Lebih Sigap Menanggulangi Bencana Melalui Koordinasi Lintas Sektoral

(Only available in Bahasa Indonesia)

Yogyakarta 27 Mei 2006. Seorang ibu berlari sambil menggendong bayinya dan tergesa meninggalkan harta bendanya. Sirene ambulans meraung menyeruak menambah hiruk-pikuk kepanikan tenaga kesehatan dan tim Search and Rescue (SAR). Suasana Yogyakarta berubah seketika. Pukul 05:55 bumi berguncang selama 57 detik memorakporandakan setiap sudut kota. Kedamaian mendadak pecah oleh suara kepanikan penduduk yang berlarian tak tentu arah karena gempa bumi berskala besar.

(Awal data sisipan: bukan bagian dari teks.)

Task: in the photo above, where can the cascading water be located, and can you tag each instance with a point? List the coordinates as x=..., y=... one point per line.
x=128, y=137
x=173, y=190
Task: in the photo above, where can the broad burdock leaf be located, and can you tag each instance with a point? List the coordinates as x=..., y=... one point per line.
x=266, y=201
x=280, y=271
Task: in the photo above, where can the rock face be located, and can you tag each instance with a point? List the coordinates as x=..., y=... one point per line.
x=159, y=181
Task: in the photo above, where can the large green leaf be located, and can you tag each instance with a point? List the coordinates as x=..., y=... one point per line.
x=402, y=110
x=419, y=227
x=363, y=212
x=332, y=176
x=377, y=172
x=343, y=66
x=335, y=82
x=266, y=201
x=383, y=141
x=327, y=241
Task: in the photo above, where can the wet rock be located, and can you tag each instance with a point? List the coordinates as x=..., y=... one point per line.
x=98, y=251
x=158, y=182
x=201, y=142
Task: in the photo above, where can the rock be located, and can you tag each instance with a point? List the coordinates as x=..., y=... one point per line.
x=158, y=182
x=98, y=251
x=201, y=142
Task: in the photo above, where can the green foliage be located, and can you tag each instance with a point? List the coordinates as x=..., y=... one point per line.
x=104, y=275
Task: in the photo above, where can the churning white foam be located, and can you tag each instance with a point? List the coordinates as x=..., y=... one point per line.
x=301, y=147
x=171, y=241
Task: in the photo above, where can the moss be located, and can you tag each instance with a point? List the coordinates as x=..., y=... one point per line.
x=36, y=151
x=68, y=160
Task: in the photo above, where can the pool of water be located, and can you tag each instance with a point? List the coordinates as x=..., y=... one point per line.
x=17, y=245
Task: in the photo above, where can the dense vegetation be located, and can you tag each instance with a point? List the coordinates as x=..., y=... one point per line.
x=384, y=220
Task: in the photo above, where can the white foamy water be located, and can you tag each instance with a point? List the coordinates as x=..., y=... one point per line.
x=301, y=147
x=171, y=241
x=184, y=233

Akibat gempa tersebut sebanyak 17 kecamatan mengalami kerusakan parah, 350.000 rumah rusak berat,kondisi sebagian besar fasilitas pendidikan dan kesehatan di Kabupaten Bantul lumpuh, 5.737 nyawa penduduk melayang dan lebih dari 8.900 orang lainnya mengalami luka-luka. Kerusakan yang sangat mengerikan. Waktu itu, penduduk yang berhasil selamat dari ganasnya gempa hanya tertegun diam sambil meratapi kehilangan anak, orang tua, saudara, dan kerabat yang dicintainya.

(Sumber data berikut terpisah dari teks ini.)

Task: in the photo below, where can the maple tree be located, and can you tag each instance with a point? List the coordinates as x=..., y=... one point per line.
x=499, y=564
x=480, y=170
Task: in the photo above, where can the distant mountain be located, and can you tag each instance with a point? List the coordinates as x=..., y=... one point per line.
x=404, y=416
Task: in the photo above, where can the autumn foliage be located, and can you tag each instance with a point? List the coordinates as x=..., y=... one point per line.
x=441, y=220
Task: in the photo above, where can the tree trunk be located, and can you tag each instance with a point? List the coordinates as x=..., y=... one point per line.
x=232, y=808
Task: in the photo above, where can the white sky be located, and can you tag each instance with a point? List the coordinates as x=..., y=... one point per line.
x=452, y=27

Haruskah kita menyalahkan kehendak Tuhan atas begitu banyaknya korban yang meninggal? Atau kita hanya diam dan membiarkan semua ini berlalu tanpa mengambil pembelajaran?

Instrospeksi Diri

Kita mungkin harus bercermin dan melihat ke dalam, apakah kita sudah benar-benar siap menghadapi kejadian bencana seperti ini? Pertanyaan itu terus-menerus menghantui kami, Divisi Manajemen Bencana PKMK FK UGM dan semua pihak yang selama ini berkecimpung di area bencana. Mungkin selama ini kita telah dininabobokan oleh kesombongan dan arogansi bahwa tim kitalah yang paling hebat dalam menangani bencana. Seakan-akan kita tidak perlu bantuan atau pun bekerja sama dengan tim lain untuk menanganibencana.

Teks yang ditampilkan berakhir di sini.